Karjalanpiirakat
When I lived in Finland they were pretty much everywhere and good ones are really nice. Since they're not really common in other parts of the world, here's the recipe I've been making for a while now.
Recipe
I used the following recipe as the base (they also have recipes for other fillings): https://www.martat.fi/reseptit/karjalanpiirakat
Ingredients Dough
- 150g water
- 3,75g salt
- 180g whole wheat rye flour (German: Roggenvollkornmehl)
- 60g wheat flour (type 405)
Ingredients Filling
- 160g short grain rice (I use normally Milchreis)
- 180g water
- 560g milk
- 1 egg (size L)
- ca. 1g of salt (depending a bit on preference and what you eat normally with them)
There might be still around 100g of filling left over, depending how much you fill them.
Equipment
- kitchen scale
- mixing bowl
- cooking pot
- oven
- 8cm diameter ring mold
- rolling pin
Step 1: The rice pudding
Combine water, milk, rice and salt in a pot. Bring to a boil and reduce the heat to low, reduce the heat to low and simmer with the lid on for about 30 minutes or until the rice looks done.
Step 2: The dough
Combine all the ingredients for the dough and cover in a bowl or cling film so that it doesn't dry out.
Step 3: Mixing the egg into the rice pudding
Once the rice pudding has cooled to under 57 °C, mix in the egg.
Step 4: Cutting the dough into discs
Although not the traditional way, rolling out the dough first and then cutting out the disc works really well.
Step 5: Rolling out and filling
Next, roll out the disc even flatter. There are a lot of different shapes for them, I like them to be a little bit oval.
Step 6: Crimping the edges
They are many techniques of crimping the edges. I like folding the sides over and pinching them from the center outwards.
Here an example video: https://www.youtube.com/watch?v=YXL29hMDuoE
Step 7: Baking and eating
Bake at 275°C (or pretty much the highest temperature of your oven) for about 14 minutes. Ideally you get some browning on the top and some light charring on the bottom, but not too much.

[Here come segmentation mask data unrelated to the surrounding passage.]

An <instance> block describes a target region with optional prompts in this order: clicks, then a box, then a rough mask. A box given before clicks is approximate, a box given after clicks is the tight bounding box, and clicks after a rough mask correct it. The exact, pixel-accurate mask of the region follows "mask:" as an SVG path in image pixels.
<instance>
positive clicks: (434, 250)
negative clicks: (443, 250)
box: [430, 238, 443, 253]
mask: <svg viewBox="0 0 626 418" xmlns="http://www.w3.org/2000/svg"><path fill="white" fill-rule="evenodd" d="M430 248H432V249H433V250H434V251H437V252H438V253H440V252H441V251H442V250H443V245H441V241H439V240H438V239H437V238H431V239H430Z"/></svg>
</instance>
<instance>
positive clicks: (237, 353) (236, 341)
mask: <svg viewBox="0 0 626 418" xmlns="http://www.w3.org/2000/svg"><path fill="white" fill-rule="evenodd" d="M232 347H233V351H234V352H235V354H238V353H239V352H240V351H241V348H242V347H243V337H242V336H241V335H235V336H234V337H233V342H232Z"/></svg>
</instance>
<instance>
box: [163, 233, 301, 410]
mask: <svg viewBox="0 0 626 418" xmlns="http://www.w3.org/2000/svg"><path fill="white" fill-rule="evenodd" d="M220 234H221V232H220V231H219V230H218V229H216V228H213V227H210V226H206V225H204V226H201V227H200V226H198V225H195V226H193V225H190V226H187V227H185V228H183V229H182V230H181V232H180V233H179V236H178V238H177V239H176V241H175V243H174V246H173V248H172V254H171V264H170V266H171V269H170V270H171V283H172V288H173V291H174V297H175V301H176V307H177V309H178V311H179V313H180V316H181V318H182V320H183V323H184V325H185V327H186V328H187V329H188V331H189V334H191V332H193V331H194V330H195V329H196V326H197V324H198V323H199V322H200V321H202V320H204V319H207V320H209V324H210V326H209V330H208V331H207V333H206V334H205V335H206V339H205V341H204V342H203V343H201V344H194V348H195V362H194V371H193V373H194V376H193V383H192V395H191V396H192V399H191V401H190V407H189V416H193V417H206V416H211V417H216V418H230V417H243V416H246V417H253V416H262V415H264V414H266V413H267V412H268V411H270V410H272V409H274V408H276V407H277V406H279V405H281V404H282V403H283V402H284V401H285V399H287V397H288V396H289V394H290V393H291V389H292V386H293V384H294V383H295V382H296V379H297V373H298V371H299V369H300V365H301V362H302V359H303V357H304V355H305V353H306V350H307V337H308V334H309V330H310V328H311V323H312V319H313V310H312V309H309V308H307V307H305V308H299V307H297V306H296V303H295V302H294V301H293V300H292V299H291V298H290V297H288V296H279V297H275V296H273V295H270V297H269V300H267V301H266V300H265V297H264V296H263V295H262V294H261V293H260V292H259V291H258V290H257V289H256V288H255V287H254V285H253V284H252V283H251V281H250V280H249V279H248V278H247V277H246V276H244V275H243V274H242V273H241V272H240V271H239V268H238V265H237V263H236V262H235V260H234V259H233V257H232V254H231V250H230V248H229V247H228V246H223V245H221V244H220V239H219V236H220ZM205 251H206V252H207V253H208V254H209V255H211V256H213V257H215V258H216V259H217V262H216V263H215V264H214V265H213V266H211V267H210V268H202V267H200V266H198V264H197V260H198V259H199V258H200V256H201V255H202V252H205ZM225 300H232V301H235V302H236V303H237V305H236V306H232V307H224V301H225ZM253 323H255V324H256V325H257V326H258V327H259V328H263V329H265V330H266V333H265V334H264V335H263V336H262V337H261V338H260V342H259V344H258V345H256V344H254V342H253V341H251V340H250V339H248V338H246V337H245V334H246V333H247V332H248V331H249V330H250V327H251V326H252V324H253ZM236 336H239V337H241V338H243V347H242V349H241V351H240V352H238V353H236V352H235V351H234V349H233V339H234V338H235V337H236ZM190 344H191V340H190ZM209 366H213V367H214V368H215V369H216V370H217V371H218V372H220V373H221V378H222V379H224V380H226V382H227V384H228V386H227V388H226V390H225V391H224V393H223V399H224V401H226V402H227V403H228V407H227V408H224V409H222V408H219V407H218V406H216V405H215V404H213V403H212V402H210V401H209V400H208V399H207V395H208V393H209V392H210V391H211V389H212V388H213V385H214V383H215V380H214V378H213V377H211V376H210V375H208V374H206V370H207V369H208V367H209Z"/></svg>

When eating directly brush the edges with either water or melted butter. I wouldn't do that if you are planning to freeze them. Eat them traditionally with egg butter (munavoi) or whatever you like.
Storage
Although they will probably keep for a while, my main strategy is to bake a lot of them at once and then freeze them. I just freeze them uncovered for 1-2 hours and then put them in sealable bags.
Reheating
There are many ways of reheating them again from frozen. In my experience either the oven or toaster works well. The microwave also technically works, but makes them a bit soggy which I don't like.